To stop everything from descending into complete chaos, Capcom has implemented a system called Burnout. This functions much like a cooldown in an RPG where, if you expend all your Drive Gauge, your character essentially drains their stamina and cannot use any of the aforementioned Drive abilities. This is a big momentum shift opportunity in a fight for both players. For the player that still has Drive options available to them, they are able to press the advantage and open up their opponent by applying pressure.
However, for the player that is in Burnout, the focus shifts to ensuring their fundamentals are rock-solid and they’re able to maintain a defensive style until the Drive Gauge recovers. While in Burnout, there are also a number of other disadvantages applied, most notably an increase in damage taken. When playing against skilled opponents that are capable of applying pressure, staying solid is much easier said than done.
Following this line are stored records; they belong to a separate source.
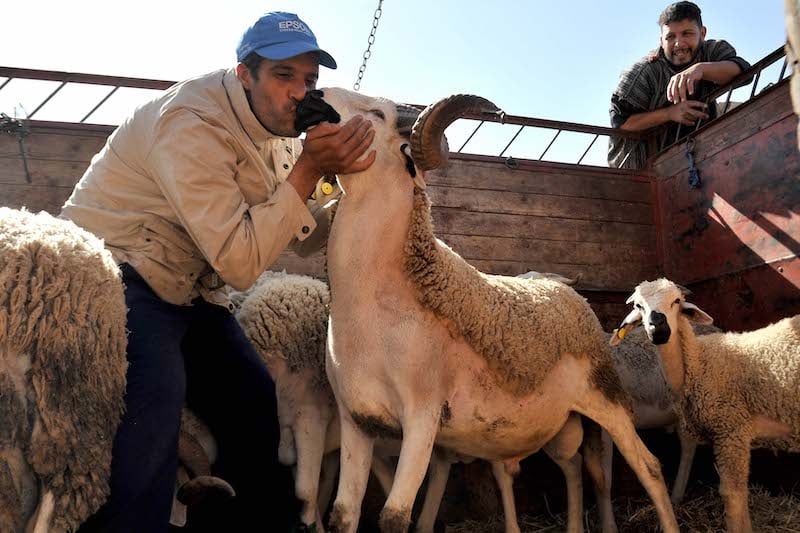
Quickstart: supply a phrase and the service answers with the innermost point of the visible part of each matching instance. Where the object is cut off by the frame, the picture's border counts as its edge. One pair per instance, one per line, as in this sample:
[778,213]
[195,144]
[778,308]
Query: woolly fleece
[522,327]
[62,304]
[286,315]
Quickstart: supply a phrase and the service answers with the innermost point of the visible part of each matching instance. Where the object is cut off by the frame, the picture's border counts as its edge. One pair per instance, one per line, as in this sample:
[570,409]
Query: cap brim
[281,51]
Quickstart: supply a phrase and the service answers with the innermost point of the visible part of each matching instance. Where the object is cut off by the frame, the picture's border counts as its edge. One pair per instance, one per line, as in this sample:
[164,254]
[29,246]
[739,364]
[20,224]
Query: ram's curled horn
[406,117]
[427,148]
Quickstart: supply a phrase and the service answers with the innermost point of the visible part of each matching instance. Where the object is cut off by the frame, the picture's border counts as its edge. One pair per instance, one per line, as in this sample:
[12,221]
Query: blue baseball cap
[280,35]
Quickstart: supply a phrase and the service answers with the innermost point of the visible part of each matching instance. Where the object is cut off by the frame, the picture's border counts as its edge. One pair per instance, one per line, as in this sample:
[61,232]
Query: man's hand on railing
[688,112]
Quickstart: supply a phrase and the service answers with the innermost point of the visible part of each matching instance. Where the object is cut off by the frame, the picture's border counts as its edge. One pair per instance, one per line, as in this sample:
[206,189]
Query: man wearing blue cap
[201,189]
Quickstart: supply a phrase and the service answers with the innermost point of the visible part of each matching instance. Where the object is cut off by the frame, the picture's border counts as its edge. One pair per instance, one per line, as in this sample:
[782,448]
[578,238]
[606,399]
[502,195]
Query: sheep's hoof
[394,520]
[302,528]
[204,488]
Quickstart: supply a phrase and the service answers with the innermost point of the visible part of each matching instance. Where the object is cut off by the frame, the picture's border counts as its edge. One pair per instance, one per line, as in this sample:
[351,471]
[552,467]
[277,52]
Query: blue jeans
[197,354]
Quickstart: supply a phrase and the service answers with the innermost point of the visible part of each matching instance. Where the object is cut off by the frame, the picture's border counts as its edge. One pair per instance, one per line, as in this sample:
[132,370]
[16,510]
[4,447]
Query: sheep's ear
[633,319]
[695,314]
[417,175]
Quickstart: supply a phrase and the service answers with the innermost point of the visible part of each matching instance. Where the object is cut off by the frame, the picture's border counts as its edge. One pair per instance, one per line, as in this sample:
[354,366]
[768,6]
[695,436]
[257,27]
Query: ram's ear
[633,319]
[695,314]
[416,174]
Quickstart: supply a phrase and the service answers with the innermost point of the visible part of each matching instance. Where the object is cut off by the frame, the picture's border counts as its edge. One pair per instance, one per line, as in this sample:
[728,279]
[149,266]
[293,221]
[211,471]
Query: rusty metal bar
[587,150]
[52,94]
[554,125]
[101,102]
[471,135]
[514,138]
[742,78]
[755,84]
[91,79]
[549,145]
[727,101]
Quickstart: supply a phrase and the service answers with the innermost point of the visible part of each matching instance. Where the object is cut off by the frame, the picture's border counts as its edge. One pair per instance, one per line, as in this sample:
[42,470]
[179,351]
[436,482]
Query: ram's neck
[368,234]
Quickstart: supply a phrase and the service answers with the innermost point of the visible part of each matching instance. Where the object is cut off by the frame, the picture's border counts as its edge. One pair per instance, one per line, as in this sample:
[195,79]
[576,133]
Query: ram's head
[405,137]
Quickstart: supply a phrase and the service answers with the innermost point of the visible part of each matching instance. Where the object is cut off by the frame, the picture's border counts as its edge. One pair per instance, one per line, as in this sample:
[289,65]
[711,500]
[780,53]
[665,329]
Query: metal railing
[742,80]
[523,123]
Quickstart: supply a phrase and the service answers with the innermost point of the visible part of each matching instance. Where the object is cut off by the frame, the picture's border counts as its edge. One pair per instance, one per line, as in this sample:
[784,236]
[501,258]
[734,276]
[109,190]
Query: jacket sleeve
[195,164]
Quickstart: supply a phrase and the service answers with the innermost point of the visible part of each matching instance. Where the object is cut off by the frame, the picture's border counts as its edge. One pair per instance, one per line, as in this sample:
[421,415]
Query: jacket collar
[241,107]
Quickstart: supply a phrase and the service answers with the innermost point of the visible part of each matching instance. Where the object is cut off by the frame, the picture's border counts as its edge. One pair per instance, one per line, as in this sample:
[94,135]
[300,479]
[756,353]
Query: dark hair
[680,11]
[252,61]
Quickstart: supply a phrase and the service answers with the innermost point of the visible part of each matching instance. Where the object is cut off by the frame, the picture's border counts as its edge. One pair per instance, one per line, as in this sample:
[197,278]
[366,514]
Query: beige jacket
[191,192]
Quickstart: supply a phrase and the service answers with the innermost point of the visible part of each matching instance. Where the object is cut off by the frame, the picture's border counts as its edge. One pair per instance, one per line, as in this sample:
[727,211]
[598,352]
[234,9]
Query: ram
[425,348]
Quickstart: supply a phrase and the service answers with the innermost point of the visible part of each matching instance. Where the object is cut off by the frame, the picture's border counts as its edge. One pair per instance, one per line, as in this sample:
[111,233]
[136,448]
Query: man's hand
[681,86]
[687,112]
[332,149]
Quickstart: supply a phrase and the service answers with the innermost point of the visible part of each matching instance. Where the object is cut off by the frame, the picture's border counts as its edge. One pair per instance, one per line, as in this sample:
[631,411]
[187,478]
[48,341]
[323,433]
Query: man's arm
[686,113]
[682,85]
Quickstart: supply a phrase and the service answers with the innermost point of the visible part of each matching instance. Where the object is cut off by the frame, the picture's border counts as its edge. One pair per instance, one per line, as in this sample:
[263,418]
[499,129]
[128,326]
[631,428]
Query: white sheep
[422,345]
[62,371]
[734,390]
[285,317]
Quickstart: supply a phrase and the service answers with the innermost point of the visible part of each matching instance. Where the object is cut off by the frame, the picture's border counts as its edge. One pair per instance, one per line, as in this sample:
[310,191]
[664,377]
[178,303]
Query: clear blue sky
[556,60]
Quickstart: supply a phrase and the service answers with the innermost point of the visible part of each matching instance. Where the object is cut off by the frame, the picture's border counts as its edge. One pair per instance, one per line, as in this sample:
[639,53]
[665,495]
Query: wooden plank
[578,183]
[733,127]
[622,277]
[455,221]
[743,216]
[541,205]
[751,299]
[66,146]
[512,249]
[43,172]
[35,198]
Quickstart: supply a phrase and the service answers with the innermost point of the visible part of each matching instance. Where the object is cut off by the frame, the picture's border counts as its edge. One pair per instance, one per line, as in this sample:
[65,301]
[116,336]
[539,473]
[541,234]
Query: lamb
[286,318]
[62,371]
[733,390]
[423,347]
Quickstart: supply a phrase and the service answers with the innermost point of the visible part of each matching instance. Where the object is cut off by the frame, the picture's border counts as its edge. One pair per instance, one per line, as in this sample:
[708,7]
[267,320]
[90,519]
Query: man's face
[279,87]
[680,40]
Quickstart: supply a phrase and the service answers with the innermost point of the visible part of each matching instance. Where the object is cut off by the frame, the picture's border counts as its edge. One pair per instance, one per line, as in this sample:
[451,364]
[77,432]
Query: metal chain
[370,42]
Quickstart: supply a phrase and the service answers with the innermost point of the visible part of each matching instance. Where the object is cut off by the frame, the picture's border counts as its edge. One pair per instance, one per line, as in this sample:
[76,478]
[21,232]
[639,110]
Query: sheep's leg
[384,472]
[309,439]
[355,457]
[598,453]
[688,447]
[505,482]
[330,467]
[438,473]
[732,458]
[415,455]
[43,516]
[615,419]
[563,449]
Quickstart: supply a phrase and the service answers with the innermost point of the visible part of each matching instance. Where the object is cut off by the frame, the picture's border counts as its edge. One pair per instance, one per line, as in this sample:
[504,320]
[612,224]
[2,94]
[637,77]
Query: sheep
[62,371]
[637,364]
[734,390]
[286,318]
[424,347]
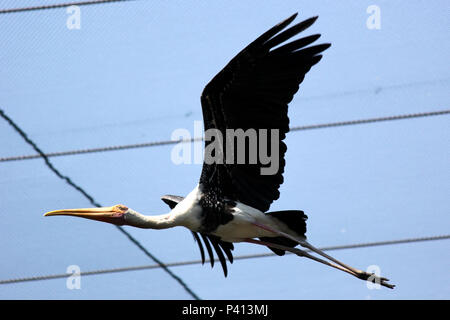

The reason this is exciting is because it creates these moments that really shine the spotlight on pure player skill, which is when some of the most memorable fighting game moments happen.
A World Tour
Naturally, the most surprising new addition for Street Fighter 6 is a single-player adventure mode called World Tour. The interesting thing about this is the name of the mode itself. Capcom previously had a mode with the same name in Street Fighter Zero/Alpha 3 and, in that iteration, it involved players selecting a character and then traveling around the globe to fight battles. By doing so they would accrue experience that could be used to outfit their fighter with new defensive and offensive attributes. This, however, was all menu-based.
In Street Fighter 6, Capcom has opted for a more immersive approach with a fully-realized world that players can run around in and starts fights. Everything we’ve seen so far has been in Metro City, the location that Capcom’s Final Fight series takes place in, but it feels like containing the entire experience to just this city and then calling it World Tour doesn’t make a lot of sense.
I may be getting ahead of myself here, but I am hoping that Capcom has a bunch of other locations to reveal and World Tour will truly be a global journey where various street fighters travel the globe and grow as fighters. I asked Street Fighter’s director this specifically and was told, “It’s funny that you touched on the Street Zero or Alpha 3. That is something that we had in mind. And, you know, and we definitely like acknowledging that mode and the past games. We’ll have more to share with you down the line. So we hope you stay excited.”